Polizeikritiker in den Reihen der CDU werden kurzerhand kaltgestellt. Die Sprecherin des 500 Mitglieder großen CDU-Polizei- Arbeitskreises, Bianca Müller, wurde bei der Vorstandswahl am Montag als Nestbeschmutzerin abgestempelt und mit der Begründung abgewählt, sie habe den Medien Materialien über Mobbing- Fälle in der Polizei zukommen lassen. Dabei handelte es sich um Artikel zum Thema Mobbing, die bereits im Polizeiruf, der Mitgliederzeitung des CDU-Arbeitskreises, veröffentlicht worden waren. Zudem hatte der Vorstand der Weitergabe zugestimmt.

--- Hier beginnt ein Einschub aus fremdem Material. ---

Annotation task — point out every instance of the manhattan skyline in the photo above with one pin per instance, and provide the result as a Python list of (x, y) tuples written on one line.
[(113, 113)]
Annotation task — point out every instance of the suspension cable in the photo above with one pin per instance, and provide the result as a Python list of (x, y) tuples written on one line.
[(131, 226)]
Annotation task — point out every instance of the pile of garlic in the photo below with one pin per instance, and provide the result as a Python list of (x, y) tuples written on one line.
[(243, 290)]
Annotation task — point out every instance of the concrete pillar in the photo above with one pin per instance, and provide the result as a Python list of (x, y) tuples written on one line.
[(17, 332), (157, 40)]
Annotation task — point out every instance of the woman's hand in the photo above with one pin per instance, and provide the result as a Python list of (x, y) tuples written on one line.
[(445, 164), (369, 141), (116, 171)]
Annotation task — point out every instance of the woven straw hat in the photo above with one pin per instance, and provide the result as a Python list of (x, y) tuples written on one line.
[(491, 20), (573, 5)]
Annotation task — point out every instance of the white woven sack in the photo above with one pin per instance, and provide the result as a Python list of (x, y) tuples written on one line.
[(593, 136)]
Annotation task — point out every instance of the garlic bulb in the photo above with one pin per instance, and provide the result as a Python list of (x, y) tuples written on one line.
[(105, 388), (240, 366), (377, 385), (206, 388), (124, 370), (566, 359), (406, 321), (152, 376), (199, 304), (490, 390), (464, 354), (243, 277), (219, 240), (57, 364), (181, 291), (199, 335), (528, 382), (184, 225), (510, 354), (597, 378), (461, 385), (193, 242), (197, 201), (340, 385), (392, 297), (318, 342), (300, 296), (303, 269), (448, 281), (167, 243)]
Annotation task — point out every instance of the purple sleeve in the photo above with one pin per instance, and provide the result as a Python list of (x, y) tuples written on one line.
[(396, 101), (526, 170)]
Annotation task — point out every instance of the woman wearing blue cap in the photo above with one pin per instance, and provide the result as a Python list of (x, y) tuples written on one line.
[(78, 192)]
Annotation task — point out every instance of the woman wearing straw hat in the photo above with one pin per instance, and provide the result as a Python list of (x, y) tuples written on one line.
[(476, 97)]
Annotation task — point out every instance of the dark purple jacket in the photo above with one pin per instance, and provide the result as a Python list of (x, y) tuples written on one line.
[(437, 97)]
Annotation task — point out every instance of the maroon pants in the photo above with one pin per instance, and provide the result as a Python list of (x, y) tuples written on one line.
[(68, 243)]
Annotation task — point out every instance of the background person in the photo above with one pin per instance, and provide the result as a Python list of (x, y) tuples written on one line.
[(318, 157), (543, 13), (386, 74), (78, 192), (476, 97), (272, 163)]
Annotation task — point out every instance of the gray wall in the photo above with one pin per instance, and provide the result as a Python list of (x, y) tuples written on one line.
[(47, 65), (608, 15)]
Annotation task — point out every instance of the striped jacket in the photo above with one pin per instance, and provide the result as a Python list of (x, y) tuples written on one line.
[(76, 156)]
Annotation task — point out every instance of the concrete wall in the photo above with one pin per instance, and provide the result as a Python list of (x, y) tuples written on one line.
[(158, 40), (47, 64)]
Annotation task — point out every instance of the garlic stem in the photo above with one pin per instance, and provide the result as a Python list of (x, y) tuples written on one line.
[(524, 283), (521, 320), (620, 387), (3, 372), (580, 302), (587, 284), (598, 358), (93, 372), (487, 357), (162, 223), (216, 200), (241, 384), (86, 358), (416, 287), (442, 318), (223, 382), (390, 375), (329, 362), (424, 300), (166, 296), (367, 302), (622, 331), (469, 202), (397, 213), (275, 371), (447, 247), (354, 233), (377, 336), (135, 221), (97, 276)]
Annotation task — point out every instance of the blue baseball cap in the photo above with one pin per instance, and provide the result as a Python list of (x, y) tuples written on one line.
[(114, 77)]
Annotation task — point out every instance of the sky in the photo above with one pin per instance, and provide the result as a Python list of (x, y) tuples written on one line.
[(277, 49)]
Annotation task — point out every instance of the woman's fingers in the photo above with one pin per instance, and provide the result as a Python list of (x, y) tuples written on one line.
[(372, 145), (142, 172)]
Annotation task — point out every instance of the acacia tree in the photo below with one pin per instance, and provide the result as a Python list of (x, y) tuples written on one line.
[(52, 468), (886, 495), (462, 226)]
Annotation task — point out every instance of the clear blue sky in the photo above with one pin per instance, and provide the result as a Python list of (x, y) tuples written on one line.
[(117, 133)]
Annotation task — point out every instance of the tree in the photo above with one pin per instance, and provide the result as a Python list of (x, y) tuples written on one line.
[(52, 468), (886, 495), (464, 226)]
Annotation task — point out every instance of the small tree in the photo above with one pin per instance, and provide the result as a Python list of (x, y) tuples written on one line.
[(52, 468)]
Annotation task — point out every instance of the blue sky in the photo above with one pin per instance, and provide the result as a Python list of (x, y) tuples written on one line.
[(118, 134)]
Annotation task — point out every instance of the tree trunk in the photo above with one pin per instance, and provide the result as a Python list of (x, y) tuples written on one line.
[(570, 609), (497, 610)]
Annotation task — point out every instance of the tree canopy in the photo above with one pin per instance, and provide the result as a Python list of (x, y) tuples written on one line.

Auslöser für das große Interesse der Presse im vergangenen Sommer am Thema Mobbing in der Polizei war der Selbstmord der 24jährigen Polizistin Stefanie L. gewesen. Die Eltern glauben, daß ihre Tochter von der Polizei in den Tod getrieben worden ist, weil sie von ihren Kollegen „systematisch fertiggemacht“ worden sei (die taz berichtete). Nach dem Tod von Stefanie L. meldeten sich in der Geschäftsstelle des CDU-Polizei-Arbeitskreises zahlreiche vom Mobbing betroffene Polizistinnen und Polizisten. Trotzdem wischten CDU-Fraktion und Polizeipräsident Hagen Saberschinsky die Aufklärungsbemühungen der Grünen im parlamentarischen Innenausschuß mit dem Standardsatz vom Tisch, Mobbing sei kein spezifisches Polizeiproblem und komme nur in Einzelfällen vor. Daraufhin hatten die Grünen beantragt, die Sprecherin des CDU- Polizei-Arbeitskreises, Bianca Müller, zu hören, die als selbst Betroffene über Mobbing in der Polizei berichten könne. Dazu kam es aber bis heute nicht.

Statt dessen wurde die Kriminalhauptkommissarin Müller am Montag von der Mitgliederversammlung des CDU-Polizei-Arbeitskreises von 31 der 50 Anwesenden als Sprecherin abgewählt. „Es war eine ganz normale Wahl. Eine persönliche Diskriminierung gab es nicht“, behaupetete der frischgekürte Vorsitzende des Arbeitskreises, Karl-Heinz Schmitz, gestern. Andere Versammlungsteilnehmer berichteten vom Gegenteil. Bianca Müller sei von einigen „in übelster Art persönlich angegriffen worden, weil sie sich nicht dem vorherschenden Korpsgeist und der falsch verstandenen Kameraderie beugte und dem Selbstmord einer Kollegin problembewußt nachging“, hieß es. Der innenpolitische Sprecher der CDU, Dieter Hapel, habe Bianca Müller zudem vorgeworfen, der CDU und Polizei durch ihr Verhalten großen Schaden zugefügt zu haben. Eine Stellungnahme von Dieter Hapel war gestern nicht erhaltbar.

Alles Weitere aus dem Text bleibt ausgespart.